[RFC PATCH v5 33/38] KVM: arm64: Emulate SPE buffer management interrupt

Alexandru Elisei alexandru.elisei at arm.com
Wed Nov 17 07:38:37 PST 2021


A profiling buffer management interrupt is asserted when the buffer fills,
on a fault or on an external abort. The service bit, PMBSR_EL1.S, is set as
long as SPE asserts this interrupt. The interrupt can also be asserted
following a direct write to PMBSR_EL1 that sets the bit. The SPE hardware
stops asserting the interrupt only when the service bit is cleared.

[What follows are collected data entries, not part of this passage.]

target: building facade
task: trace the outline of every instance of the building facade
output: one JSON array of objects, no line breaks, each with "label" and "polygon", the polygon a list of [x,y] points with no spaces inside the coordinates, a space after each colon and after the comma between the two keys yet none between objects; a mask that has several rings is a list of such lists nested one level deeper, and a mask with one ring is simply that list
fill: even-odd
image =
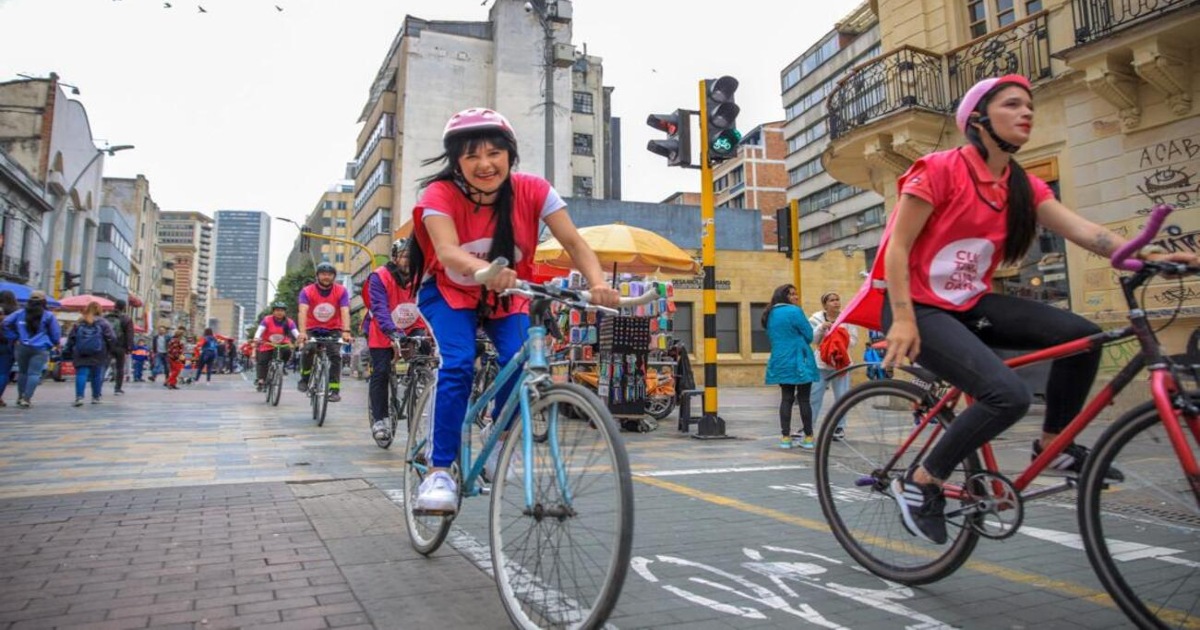
[{"label": "building facade", "polygon": [[29,263],[29,277],[47,292],[58,292],[61,271],[81,274],[81,287],[88,287],[104,151],[93,142],[87,111],[67,97],[53,73],[0,83],[0,106],[0,150],[52,204],[40,216],[20,217],[36,225],[42,239],[30,242],[19,260]]},{"label": "building facade", "polygon": [[96,233],[95,269],[90,292],[128,303],[132,258],[133,221],[113,206],[100,206],[100,228]]},{"label": "building facade", "polygon": [[[204,324],[208,321],[212,273],[212,218],[193,211],[163,212],[158,221],[158,246],[164,264],[171,261],[171,311],[166,318],[174,325],[189,328]],[[164,274],[164,302],[168,295],[166,279]]]},{"label": "building facade", "polygon": [[[161,212],[150,195],[150,182],[144,175],[133,178],[105,177],[103,206],[116,208],[132,223],[127,285],[129,312],[142,325],[149,325],[157,320],[154,311],[160,300],[163,269],[162,253],[158,249],[158,219]],[[98,243],[103,237],[102,226]]]},{"label": "building facade", "polygon": [[879,55],[879,20],[864,2],[780,73],[787,118],[787,198],[800,205],[800,251],[833,249],[874,258],[883,231],[883,197],[844,184],[821,164],[829,140],[825,99],[856,66]]},{"label": "building facade", "polygon": [[213,286],[254,314],[267,305],[271,216],[259,210],[217,210]]},{"label": "building facade", "polygon": [[221,292],[213,289],[208,302],[208,328],[241,342],[246,339],[246,327],[252,323],[246,320],[246,309],[237,300],[221,297]]},{"label": "building facade", "polygon": [[[1065,205],[1130,233],[1157,203],[1200,204],[1194,0],[875,0],[871,8],[883,52],[828,98],[822,164],[843,184],[874,190],[890,208],[896,178],[913,160],[963,142],[953,112],[966,90],[1014,73],[1033,84],[1036,104],[1032,136],[1015,157]],[[1200,216],[1177,212],[1159,238],[1167,249],[1194,252],[1198,233]],[[997,276],[998,291],[1105,325],[1126,316],[1107,261],[1049,233]],[[1200,294],[1174,281],[1152,283],[1145,300],[1153,317],[1180,305],[1188,318],[1200,308]],[[1190,329],[1168,328],[1163,339],[1178,347]]]},{"label": "building facade", "polygon": [[42,217],[54,202],[41,184],[0,149],[0,279],[42,286]]},{"label": "building facade", "polygon": [[718,208],[757,212],[765,249],[776,249],[775,211],[787,205],[783,122],[759,125],[742,137],[737,155],[713,168],[713,203]]},{"label": "building facade", "polygon": [[[304,217],[304,229],[324,236],[354,239],[356,235],[350,231],[353,208],[354,181],[339,181],[321,194],[317,205]],[[287,268],[295,269],[303,260],[310,259],[314,262],[333,263],[339,273],[345,274],[349,272],[350,259],[357,249],[345,243],[321,239],[309,239],[307,246],[302,246],[300,236],[297,235],[292,244],[292,251],[288,252]]]},{"label": "building facade", "polygon": [[[405,18],[360,118],[351,169],[352,230],[360,243],[387,252],[411,216],[418,180],[436,170],[421,161],[442,154],[446,120],[467,107],[503,113],[516,130],[521,168],[547,176],[564,196],[590,190],[588,196],[605,198],[619,191],[609,175],[620,159],[610,142],[603,66],[598,57],[576,54],[572,6],[570,0],[496,0],[486,22]],[[546,76],[551,90],[545,90]],[[355,277],[369,271],[367,258],[352,259]]]}]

KVM emulates the interrupt by reading the value of the service bit on
each guest exit to determine if the SPE hardware asserted the interrupt
(for example, if the buffer was full). Writes to the buffer registers are
trapped, to determine when the interrupt should be cleared or when the
guest wants to explicitely assert the interrupt by setting the service bit.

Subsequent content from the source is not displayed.